Ansar Bayt al-Maqdis un’organizzazione di jihadisti del Sinai, in Egitto, ha pubblicato sul web un video in cui vengono decapitate quattro uomini accusati di essere informatori del Mossad. Secondo i terroristi, le «spie» avrebbero fornito informazioni ai servizi segreti israeliani per un raid aereo che sarebbe avvenuto il 23 luglio. Il Cairo ha tuttavia dichiarato che in quei giorni nessun caccia o drone israeliano ha attraversato lo spazio aereo egiziano. I quattro erano stati catturati dai terroristi del Sinai mentre si dirigevano verso la città di Sheikh Zuwaid, a pochi chilometri dalla Striscia di Gaza.
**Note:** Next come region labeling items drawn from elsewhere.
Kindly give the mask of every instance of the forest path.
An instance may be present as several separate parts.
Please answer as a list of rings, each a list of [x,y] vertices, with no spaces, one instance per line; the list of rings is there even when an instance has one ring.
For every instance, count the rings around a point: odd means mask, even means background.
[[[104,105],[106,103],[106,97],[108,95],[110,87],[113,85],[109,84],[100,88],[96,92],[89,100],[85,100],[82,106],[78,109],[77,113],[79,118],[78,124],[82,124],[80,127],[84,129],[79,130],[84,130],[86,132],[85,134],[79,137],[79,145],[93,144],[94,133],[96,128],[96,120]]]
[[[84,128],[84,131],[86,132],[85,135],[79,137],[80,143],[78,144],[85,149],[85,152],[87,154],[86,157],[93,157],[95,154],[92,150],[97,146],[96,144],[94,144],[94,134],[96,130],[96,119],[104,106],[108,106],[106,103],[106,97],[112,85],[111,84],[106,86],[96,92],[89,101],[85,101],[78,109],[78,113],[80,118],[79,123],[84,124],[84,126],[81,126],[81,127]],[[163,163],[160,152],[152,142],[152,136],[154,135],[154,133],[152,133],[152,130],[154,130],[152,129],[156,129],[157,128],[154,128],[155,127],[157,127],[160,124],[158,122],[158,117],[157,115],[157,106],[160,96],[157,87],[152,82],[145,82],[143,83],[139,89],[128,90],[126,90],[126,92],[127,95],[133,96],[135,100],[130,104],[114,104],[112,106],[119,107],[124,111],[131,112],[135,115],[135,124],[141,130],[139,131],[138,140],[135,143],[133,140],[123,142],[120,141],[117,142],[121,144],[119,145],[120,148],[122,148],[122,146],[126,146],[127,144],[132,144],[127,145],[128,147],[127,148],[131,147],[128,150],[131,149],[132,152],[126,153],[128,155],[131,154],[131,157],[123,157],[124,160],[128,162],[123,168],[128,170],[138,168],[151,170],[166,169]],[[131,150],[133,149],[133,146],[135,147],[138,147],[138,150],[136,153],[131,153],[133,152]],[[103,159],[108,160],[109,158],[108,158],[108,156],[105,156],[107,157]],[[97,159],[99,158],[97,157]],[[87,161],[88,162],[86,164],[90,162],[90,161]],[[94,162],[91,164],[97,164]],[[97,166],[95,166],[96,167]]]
Nel video l’esecuzione è preceduta da una dichiarazione di uno degli jihadisti «Dio ci ha consigliato di non essere amici di ebrei e cristiani e chiunque contraddice l’ordine divino sarà come loro. Gli ebrei devono capire che la nazione islamica si è risvegliata, tutti i loro piani e complotti sono noti. Per voi sarà l’inferno». Come per il reporter americano James Foley il 19 agosto scorso la decapitazione delle vittime avviene tramite un coltello. L’assasino, anche questa volta, ha il volto coperto. Dopo l’esecuzione le teste vengono poggiatate sui cadaveri . Il video si chiude con la scritta «forze di sicurezza» di Ansar. I quattro corpi sono stati trovati mercoledì scorso. Secondo il Jerusalem Post sebbene non fossero noti legami tra i fondamentalisti islamici del Sinai e i terroristi dello Stato Islamico la modalità di esecuzione lascerebbe pensare ad un collegamento diretto tra i due gruppi confermato da un particolare significativo: l’esecuzione avviene sotto le bandiere dello Stato Islamico. Se non si è trattata solo di una macabra emulazione Ansar Bayt al-Maqdis potrebbe aver stretto un’alleanza con l’Is. E’ evidente in ogni caso che l’area d’influenza dell’Is si è estesa ormai anche nel Nord Africa.